O’Krent Floors takes pride in its involvement with the community, believing that giving back is very important. Both Margie and Sam serve on several boards. In his father’s memory, Sam created the Arthur O’Krent Golf Classic, which has raised $1.4 million for the American Heart Association since its inception in 2003. Sam is grateful to the many donors who support the event and notes that while 50% of donations come from San Antonio locals and businesses, the other 50% comes from the flooring industry associates.
A GREAT WORKPLACE
O’Krent Floors wants to be the best floorcovering company to work for. Period. Not the most lucrative or largest player in floorcovering retail but the greatest place to work. Each time the company makes a hire, the prospective employee interviews with multiple O’Krent Floors employees to determine whether they will fit well into the team. “We would rather close our doors than stray from our values,” says Sam.
The strategy seems to generate loyalty. O’Krent Floors’ most tenured employee, a bookkeeper, has been with the company for 48 years. “She used to change Jason’s diapers,” laughs Sam. And a good number of the business’ other 20 employees have also been with the company for decades.
The business’ retail sales associates are compensated via straight commission, and Sam encourages them to build their own businesses as they build O’Krent’s. “The volume and customers are out there,” he says. “It’s just about how much they want to dedicate to the job. We operate on a sliding scale based on gross profit of a job. The higher the margins, the more they will make.” Retail sales associates also handle mainstreet commercial business. If a project has a general contractor involved, the sale goes through the commercial division.
Sam credits his staff for helping the store through the challenging Covid months but notes that customers changed over the course of the pandemic, “As a team, we have focused on setting consumer expectations. In early Covid, every customer was nice, warm and understanding. People aren’t that understanding anymore. Now, they want to get things done and move ahead, but there are product issues with availability, trucking issues.

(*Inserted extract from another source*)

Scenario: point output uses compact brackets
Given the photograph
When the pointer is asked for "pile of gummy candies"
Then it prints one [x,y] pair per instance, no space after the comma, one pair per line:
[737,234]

We are up 30% but we certainly don’t have 30% more installers, and we could use more salespeople.”
Amid Covid, the company ran television commercials backed up with digital efforts that drove traffic to the website, where it features a visualizer and encouraged customers to make appointments for consultations. The program was incredibly successful.

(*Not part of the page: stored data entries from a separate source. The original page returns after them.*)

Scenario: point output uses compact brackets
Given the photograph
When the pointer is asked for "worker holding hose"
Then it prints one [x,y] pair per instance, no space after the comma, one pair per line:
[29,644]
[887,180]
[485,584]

At one time, all O’Krent Floors installers were employees. In the early ’90s, with the costs associated with having employee installers rising, O’Krent Floors cut its installation team loose to function as contractors, but today, Sam is thinking about bringing some back on staff.
Sam says that the installation shortage is the greatest challenge facing his firm and the industry. “It’s scary when you look at the aging of the installation community,” he notes. “The trade hasn’t been carried on to the next generation. I belong to the World Floor Covering Association, am on the Floor Covering Industry Foundation board and am a big sponsor of the Floor Covering Education Foundation, but I think it will be ten years before we see results.”